Lamentavelmente os precatórios são considerados uma moeda podre. As pesquisas confirmam que o Brasil detém o título de impor aos cidadãos uma pesada carga tributária, sendo uma das mais altas do mundo, onde muitas empresas e pessoas naturais, mesmo lutando para triunfar, não conseguem honrar seus compromissos. Por outro lado, o maior réu do Brasil em processos judiciais é justamente o Estado, que ao ser condenado a pagar indenizações, obras, produtos ou créditos aos contribuintes, dificultam o pagamento ao emitir os precatórios, mesmo que tenha na conta bancária bilhões de reais.

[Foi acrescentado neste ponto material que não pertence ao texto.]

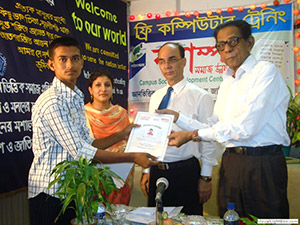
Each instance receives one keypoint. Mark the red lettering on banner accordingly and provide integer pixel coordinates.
(205, 50)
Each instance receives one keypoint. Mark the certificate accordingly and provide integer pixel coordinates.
(152, 135)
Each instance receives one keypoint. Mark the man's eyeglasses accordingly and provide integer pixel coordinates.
(232, 42)
(171, 61)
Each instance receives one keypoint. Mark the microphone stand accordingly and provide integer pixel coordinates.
(159, 211)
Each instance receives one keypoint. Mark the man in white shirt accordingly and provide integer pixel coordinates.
(249, 119)
(60, 133)
(181, 165)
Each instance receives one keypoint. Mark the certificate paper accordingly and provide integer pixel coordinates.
(152, 135)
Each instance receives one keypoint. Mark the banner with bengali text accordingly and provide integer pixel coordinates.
(26, 27)
(272, 28)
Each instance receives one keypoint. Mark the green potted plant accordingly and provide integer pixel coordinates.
(293, 122)
(85, 184)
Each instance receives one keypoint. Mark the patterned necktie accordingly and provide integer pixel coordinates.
(164, 102)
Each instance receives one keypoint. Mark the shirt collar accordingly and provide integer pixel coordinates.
(65, 90)
(247, 66)
(179, 86)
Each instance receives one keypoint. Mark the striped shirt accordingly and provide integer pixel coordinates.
(59, 133)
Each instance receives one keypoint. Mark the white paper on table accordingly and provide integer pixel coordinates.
(152, 136)
(146, 215)
(121, 169)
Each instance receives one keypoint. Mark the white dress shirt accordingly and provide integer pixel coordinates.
(59, 133)
(194, 103)
(250, 109)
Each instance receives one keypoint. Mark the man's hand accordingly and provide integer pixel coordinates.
(145, 179)
(204, 190)
(126, 131)
(179, 138)
(145, 160)
(168, 111)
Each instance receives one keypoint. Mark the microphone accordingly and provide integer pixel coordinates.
(162, 184)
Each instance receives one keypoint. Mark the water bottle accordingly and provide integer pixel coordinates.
(101, 214)
(231, 217)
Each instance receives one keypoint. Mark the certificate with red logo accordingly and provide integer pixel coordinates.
(152, 135)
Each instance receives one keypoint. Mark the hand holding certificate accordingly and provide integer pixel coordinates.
(152, 135)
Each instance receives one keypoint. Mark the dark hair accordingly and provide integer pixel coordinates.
(179, 46)
(100, 73)
(63, 41)
(243, 26)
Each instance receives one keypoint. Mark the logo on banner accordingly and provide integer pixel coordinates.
(137, 58)
(3, 64)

E os precatórios são considerados uma moeda podre, porque o governo é péssimo pagador, e assim são desvalorizados em torno de 50% diante da dificuldade de o credor receber seu valor exato. Entendemos que não existe “moeda pobre” e sim governantes “podres”, que ignoram princípios que aprendemos na infância, como honestidade e respeito, pois num país sério seria impensável um governo (que deve defender os cidadãos) emitir uma moeda que ele mesmo faz de tudo para não aceitá-la para quitar nossos compromissos com o Poder Público. Chega a ser desumano o que o credor do governo sofre, pois, mesmo após lutar anos em juízo para receber seu crédito, quando obtém a sentença que determina um valor, ao final obtém uma quantia muito inferior.

Conhecimento e cuidado

Todavia, há como um contribuinte pagar seus impostos com a mesma moeda que o governo emite, ou seja, com precatório, o que resulta num desconto de 50%. É uma ótima saída, mas exige muito conhecimento e cuidado para que o contribuinte não tenha prejuízos com a compra de precatórios imprestáveis, devendo se precaver com uma boa assessoria jurídica caso opte por essa solução. Agir sem cautela ou ser seduzido por uma pechincha são os principais motivos de muitas pessoas comprarem precatórios inadequados ou falsos, sendo fator de economia procurar pessoas idôneas que trabalham nesse mercado há décadas.

Alta carga tributária

A compensação tributária prevista no art. 156 do CTN é instrumento de suma importância para a manutenção ou recuperação da saúde fiscal das sociedades empresariais, diante à alta carga tributária. As Leis nºs 10.637/02 e 9.430/96 permitem a compensação de débitos próprios relativos a quaisquer tributos e contribuições.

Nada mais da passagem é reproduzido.